At a cabinet meeting on Thursday morning, Armenian Prime Minister Nikol Pashinyan accused Azerbaijan of attacking Armenian forces from positions inside Armenian territory they had captured weeks earlier.
‘The territory of Armenia is occupied, and our position is unequivocal: the armed forces of Azerbaijan must withdraw from the territory of Armenia’, he said.
Late on Wednesday, Pashinyan also called for the deployment of an ‘international observer mission’ along the Armenia-Azerbaijan border, which he said was an ‘absolute necessity’.
The Azerbaijani government meanwhile said that all responsibility for the violence was on the political leadership of Armenia.
EU Special Representative for the South Caucasus and the crisis in Georgia, Toivo Klaar, wrote on Twitter that ‘these and many other senseless victims feed hate and instability’, following the news of the latest clashes.

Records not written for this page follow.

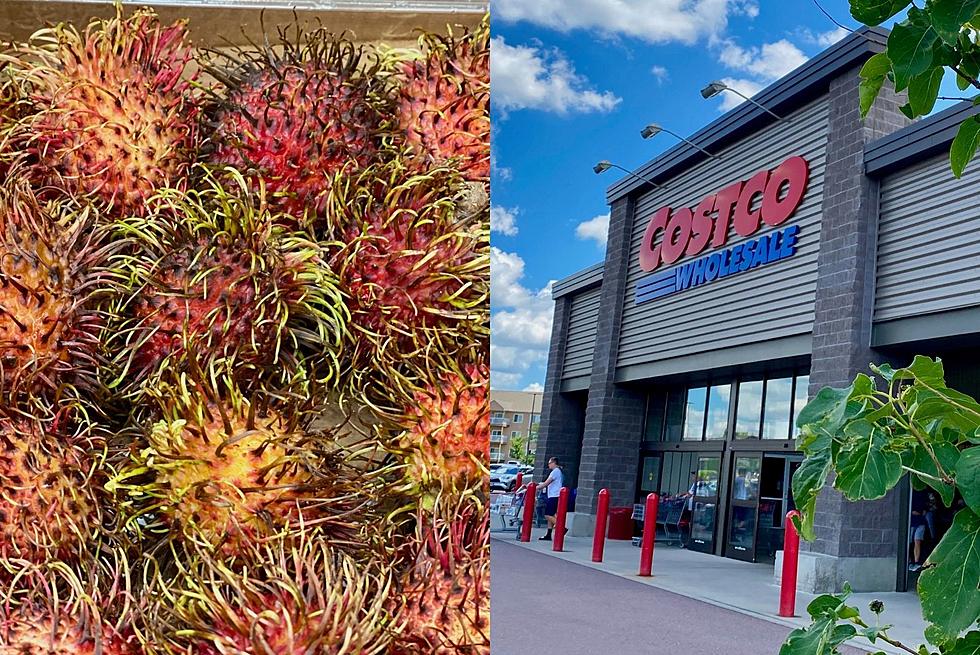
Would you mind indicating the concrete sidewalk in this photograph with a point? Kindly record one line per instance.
(739, 586)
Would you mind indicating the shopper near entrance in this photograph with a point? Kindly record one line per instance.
(553, 484)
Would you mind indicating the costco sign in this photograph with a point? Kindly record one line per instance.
(768, 198)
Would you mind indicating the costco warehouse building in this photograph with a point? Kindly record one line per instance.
(737, 287)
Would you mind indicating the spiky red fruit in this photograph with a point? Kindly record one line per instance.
(227, 468)
(415, 271)
(49, 505)
(52, 276)
(445, 601)
(298, 116)
(444, 100)
(293, 598)
(37, 632)
(213, 275)
(448, 440)
(116, 113)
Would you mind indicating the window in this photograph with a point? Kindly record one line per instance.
(697, 399)
(656, 404)
(800, 399)
(674, 422)
(779, 394)
(719, 399)
(748, 414)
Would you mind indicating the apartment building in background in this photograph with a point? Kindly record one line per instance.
(513, 414)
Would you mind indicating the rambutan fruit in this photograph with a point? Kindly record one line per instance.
(290, 596)
(51, 611)
(221, 468)
(444, 603)
(447, 440)
(53, 281)
(297, 113)
(50, 501)
(443, 105)
(212, 272)
(116, 111)
(416, 274)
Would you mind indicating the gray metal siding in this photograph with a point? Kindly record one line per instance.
(583, 322)
(770, 302)
(928, 256)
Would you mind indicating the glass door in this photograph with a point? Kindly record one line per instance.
(704, 512)
(744, 513)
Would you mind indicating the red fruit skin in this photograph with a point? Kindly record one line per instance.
(443, 105)
(298, 127)
(208, 296)
(449, 438)
(120, 118)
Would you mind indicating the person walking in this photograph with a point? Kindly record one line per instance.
(553, 484)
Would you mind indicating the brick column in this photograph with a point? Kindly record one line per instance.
(856, 542)
(614, 416)
(560, 432)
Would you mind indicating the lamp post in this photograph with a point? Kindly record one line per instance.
(604, 165)
(653, 129)
(717, 87)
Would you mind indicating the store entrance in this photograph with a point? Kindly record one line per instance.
(761, 494)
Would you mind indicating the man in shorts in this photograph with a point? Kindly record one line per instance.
(553, 485)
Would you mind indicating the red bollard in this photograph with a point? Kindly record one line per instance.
(601, 516)
(559, 541)
(649, 534)
(529, 496)
(791, 559)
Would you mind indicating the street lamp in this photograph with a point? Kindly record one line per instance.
(716, 87)
(653, 129)
(603, 166)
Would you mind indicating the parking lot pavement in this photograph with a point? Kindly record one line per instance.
(543, 604)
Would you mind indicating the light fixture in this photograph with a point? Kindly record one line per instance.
(716, 87)
(653, 129)
(604, 165)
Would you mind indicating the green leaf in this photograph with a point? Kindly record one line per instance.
(808, 480)
(873, 75)
(828, 401)
(875, 12)
(949, 16)
(865, 469)
(964, 145)
(924, 90)
(910, 50)
(810, 641)
(948, 455)
(948, 584)
(968, 644)
(968, 477)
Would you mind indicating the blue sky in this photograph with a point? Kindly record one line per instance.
(573, 82)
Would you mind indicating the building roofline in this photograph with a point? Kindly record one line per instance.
(792, 90)
(916, 142)
(580, 281)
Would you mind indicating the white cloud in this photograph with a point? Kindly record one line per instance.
(503, 220)
(767, 62)
(731, 100)
(758, 66)
(653, 21)
(596, 229)
(520, 325)
(528, 77)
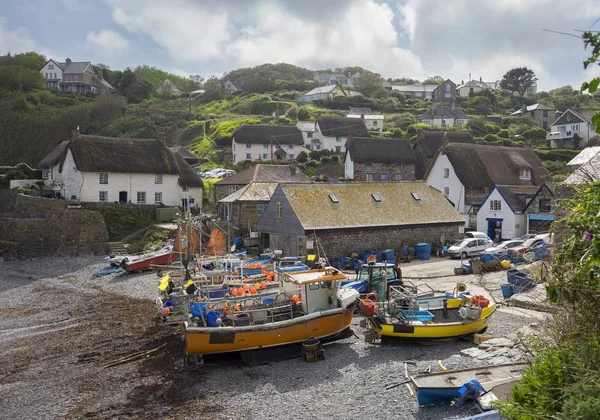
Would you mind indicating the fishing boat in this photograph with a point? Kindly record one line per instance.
(406, 315)
(443, 387)
(310, 305)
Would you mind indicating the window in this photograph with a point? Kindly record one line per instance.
(524, 173)
(260, 209)
(545, 205)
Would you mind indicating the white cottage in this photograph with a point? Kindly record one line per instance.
(109, 169)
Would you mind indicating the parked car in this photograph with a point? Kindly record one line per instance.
(529, 244)
(476, 235)
(504, 245)
(468, 247)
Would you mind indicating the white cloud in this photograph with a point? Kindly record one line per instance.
(107, 43)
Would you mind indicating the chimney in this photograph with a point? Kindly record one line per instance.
(445, 140)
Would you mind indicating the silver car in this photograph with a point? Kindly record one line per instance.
(468, 247)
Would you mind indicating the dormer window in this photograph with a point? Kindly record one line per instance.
(525, 173)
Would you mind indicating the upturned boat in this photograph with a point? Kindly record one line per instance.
(309, 304)
(443, 387)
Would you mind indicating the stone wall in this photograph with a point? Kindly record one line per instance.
(406, 171)
(343, 242)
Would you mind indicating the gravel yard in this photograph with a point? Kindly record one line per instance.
(60, 324)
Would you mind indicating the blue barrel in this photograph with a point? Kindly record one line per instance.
(507, 290)
(211, 318)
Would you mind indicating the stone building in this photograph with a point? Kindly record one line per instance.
(339, 219)
(379, 159)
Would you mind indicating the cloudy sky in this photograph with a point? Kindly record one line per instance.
(404, 38)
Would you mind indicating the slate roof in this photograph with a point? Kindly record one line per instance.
(266, 173)
(535, 107)
(380, 150)
(122, 155)
(255, 191)
(429, 142)
(343, 127)
(358, 209)
(483, 166)
(305, 126)
(263, 133)
(584, 156)
(443, 111)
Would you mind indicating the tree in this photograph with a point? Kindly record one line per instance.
(518, 80)
(368, 82)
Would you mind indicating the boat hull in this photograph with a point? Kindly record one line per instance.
(201, 340)
(144, 263)
(435, 331)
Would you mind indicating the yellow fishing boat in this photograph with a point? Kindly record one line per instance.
(310, 304)
(403, 316)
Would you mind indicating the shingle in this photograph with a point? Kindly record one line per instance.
(357, 208)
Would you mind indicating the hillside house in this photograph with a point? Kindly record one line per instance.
(516, 210)
(417, 91)
(260, 173)
(74, 76)
(466, 173)
(266, 142)
(379, 160)
(444, 116)
(542, 114)
(445, 93)
(571, 130)
(347, 218)
(429, 142)
(333, 132)
(373, 121)
(109, 169)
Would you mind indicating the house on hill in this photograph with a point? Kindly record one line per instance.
(74, 76)
(466, 173)
(266, 142)
(109, 169)
(347, 218)
(542, 114)
(572, 130)
(379, 159)
(444, 116)
(333, 132)
(429, 142)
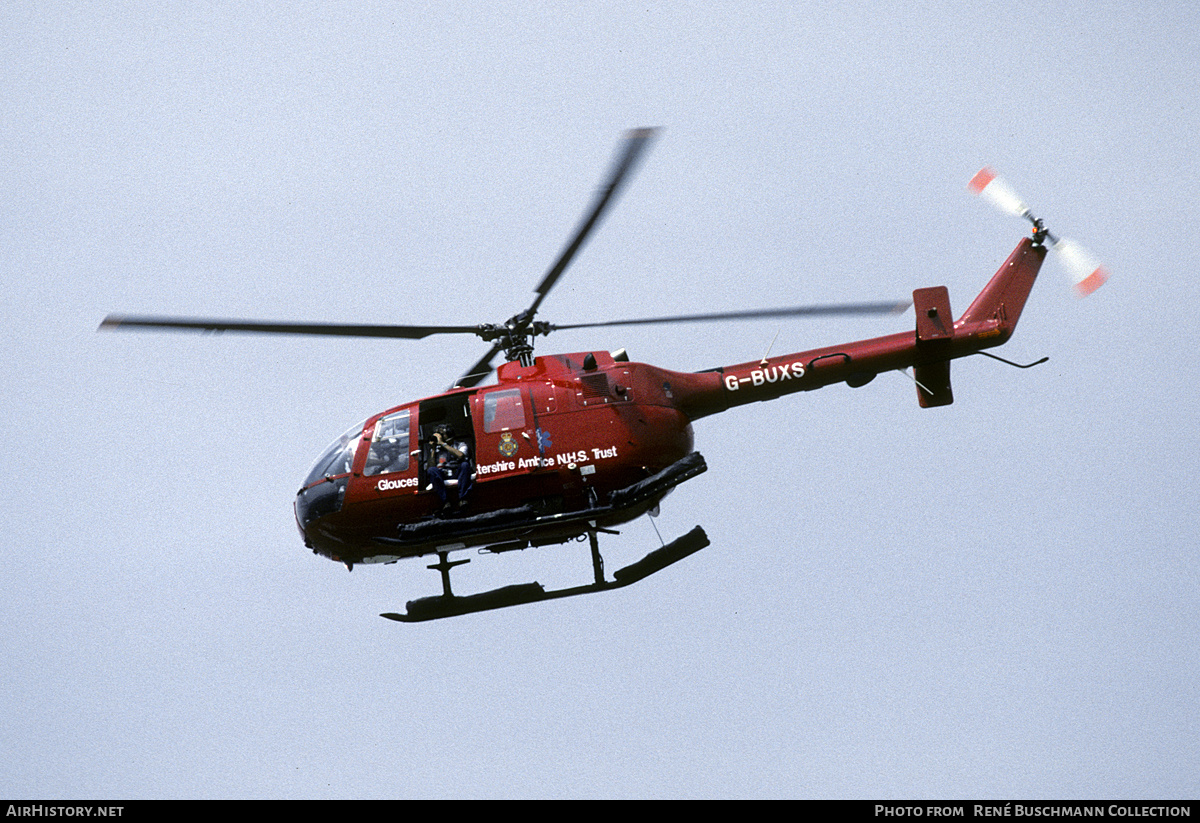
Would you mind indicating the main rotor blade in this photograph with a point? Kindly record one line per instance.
(636, 142)
(479, 372)
(270, 328)
(846, 310)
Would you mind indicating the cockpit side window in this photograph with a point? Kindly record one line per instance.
(389, 446)
(336, 458)
(503, 410)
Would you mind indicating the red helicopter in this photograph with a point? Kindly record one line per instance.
(568, 446)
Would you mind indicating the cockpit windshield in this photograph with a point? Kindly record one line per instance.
(337, 458)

‘Security is only truly possible if borders are respected, and troops don’t face each other at close distances. Peace cannot be forced’.
The clashes come just two weeks after a brief but deadly war between the two countries that left around 300 dead. On 13–14 September, Azerbaijani forces launched attacks along several areas of the border, capturing new positions. They said the attacks were a response to an Armenian ‘provocation’.
The war was brought to an end after the intervention of the United States, who have emerged as the main mediator for the conflict. The US, along with France, broke with their previous practices during the war by naming Azerbaijan as the aggressor.
The Armenian and Azerbaijani foreign ministers met with US Secretary of State Antony Blinken in New York several days after the ceasefire.
On Tuesday, a day before the latest clashes, the Secretary of Armenia’s National Security Service, Armen Grigoryan, and Azerbaijani presidential advisor, Hikmet Ajiyev, were also hosted in Washington by US National Security advisor Jake Sullivan.